Hopefully, I'll be able to keep myself together and face this world with grace and dignity. Grace might not be possible at all times, but dignity is non-negotiable.

Friday, July 7, 2017

The Chaos that is My Life

I feel like right now I'm in a vortex. Everything is happening all at once and I-+-'m gasping for a peaceful breath. I have to move out of my parent's house for the first time because of a job. College is ending and a lot of submissions are remaining there as well. I have no real friends to speak of and no one to share my feelings with so I'm writing this.
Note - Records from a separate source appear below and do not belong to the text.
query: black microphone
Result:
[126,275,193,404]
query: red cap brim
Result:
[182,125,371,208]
I have worked hard at the project I am going to submit, but it just doesn't feel good enough to me. People who did absolutely nothing in theirs are confident that their project is worth publishing in International journals.

I leave behind the place I've called home for the last 17 years. I'll miss my trees and my room. My table, the center of my world for the last 15 years will also be left behind.

The job I have got, if you believe the news, will no longer be valid after 5 to 10 years. I have no mentors either. In my family, most are self-employed and I have no idea how the employed life works. I still don't fully understand my compensation package. I am scared to death that I will say something terrible or my skills won't enough for this job. I live in the fear of failure. I need a mentor/guide to tell me what to do and how to work, but there is no one.

I know life is not fair always, but I am wallowing quietly in self pity. I will be okay soon. Thanks for reading and if you have any advice for me, do leave me a comment.